From the early colonial days of America until the 1870s, the members of the local church oversaw questions dealing with morality and public behavior in the town. Members of local congregations were often called by the town to serve on the school board, to serve as justices of the peace, and were even elected to public office. It was the local church that served to meet the needs of the poor, the homeless, orphan, and widow. Two “Great Awakenings” happened in our nation’s history that started when preachers stood up and taught the belief that the time of Christ’s return was near. Since the mid-Twentieth century, there has been a decline in the importance of the church in our communities. What has happened to change the church from a place of God’s authority, compassion, and mercy in the community to a place of inconsequential importance?
It is easy to blame the lost world for the diminished role of the church in modern times. I have even heard pastors, missionaries, and regular church goers comment that it is because the temptations of the world have grown greater than what once existed. While this argument may satisfy some, it is a rather weak and pathetic defense of the church. Yes, the world has progressed in technology and the means to sin, but temptation, wickedness, and sin have always existed. To find out why the church has grown weak and ineffective over the last hundred years, I believe it is imperative we take a look at the local church. The first thing that is easy to notice is many Christians and local churches have forgotten the simple truth that Jesus is coming again.
How powerless churches begin
The return of Jesus Christ is a real, foretold event. Early Christians, and those disciples that made up the first church, truly believed in a literal second coming of our Lord. The disciples believed it to be true because they had heard from Jesus’ own mouth a promise that would burn in their very hearts: In my Father’s house are many mansions: if it were not so, I would have told you. I go to prepare a place for you. And if I go and prepare a place for you, I will come again, and receive you unto myself; that where I am, there ye may be also (John 14:2-3). They believed this to the extent that it gave them a great strength and boldness to preach the gospel, to bring the lost to Him, and to do so even in the face of persecution and death.

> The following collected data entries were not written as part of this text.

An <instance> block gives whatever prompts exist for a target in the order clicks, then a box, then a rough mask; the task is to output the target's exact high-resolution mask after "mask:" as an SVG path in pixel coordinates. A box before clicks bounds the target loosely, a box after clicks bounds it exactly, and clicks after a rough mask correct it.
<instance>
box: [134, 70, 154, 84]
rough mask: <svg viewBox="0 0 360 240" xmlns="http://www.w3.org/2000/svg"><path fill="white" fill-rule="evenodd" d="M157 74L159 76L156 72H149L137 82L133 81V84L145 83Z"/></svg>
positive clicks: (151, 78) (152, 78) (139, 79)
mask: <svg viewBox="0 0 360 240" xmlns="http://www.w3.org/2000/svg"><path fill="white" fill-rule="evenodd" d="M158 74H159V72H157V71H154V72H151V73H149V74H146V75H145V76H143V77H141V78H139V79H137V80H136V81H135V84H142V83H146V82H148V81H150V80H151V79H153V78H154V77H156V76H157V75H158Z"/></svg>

I often think of the parable that Jesus used to illustrate this very concept of His return and what he expects of His followers until He does: For the kingdom of heaven is as a man travelling into a far country, who called his own servants, and delivered unto them his goods. And unto one he gave five talents, to another two, and to another one; to every man according to his several ability; and straightway took his journey (Matthew 24:14-15). Jesus himself is the “man traveling into a far country” each born – again believer is His servant, and we each have been given some job, some task, some calling to do while we await his return. The most common application of this parable is that Jesus expects us to do something with the gifts and talents that he gives us; however, the teaching is there – He is coming back. He is going to return. Two of the servants realized this and did what they knew must be done while the third, unsure of when the Master would return, didn’t put what was left for him to do as being that important. This is where powerless churches begin.
When Christians do not believe the Lord could come back at any moment, it becomes easy to for the church to lose its importance within the community. The sole mission of the church is to spread the gospel with its secondary purpose being for the edification, the worship of the Lord, and the teaching of His people. When Christians do not take the return of the Lord as being a real event that could happen at any moment; this is what allows for complacency to happen. Unbelief in the return of Christ allows the need to spread the gospel seem less urgent. It makes separating ourselves from temptations to sin less important, and it makes the need for immediate and sincere compassion on those around us a little less important. When we live as if we do not believe His return is imminent, then we become comfortable in our sins, we become lazy in our Christian service and the result is powerless churches and weak Christians.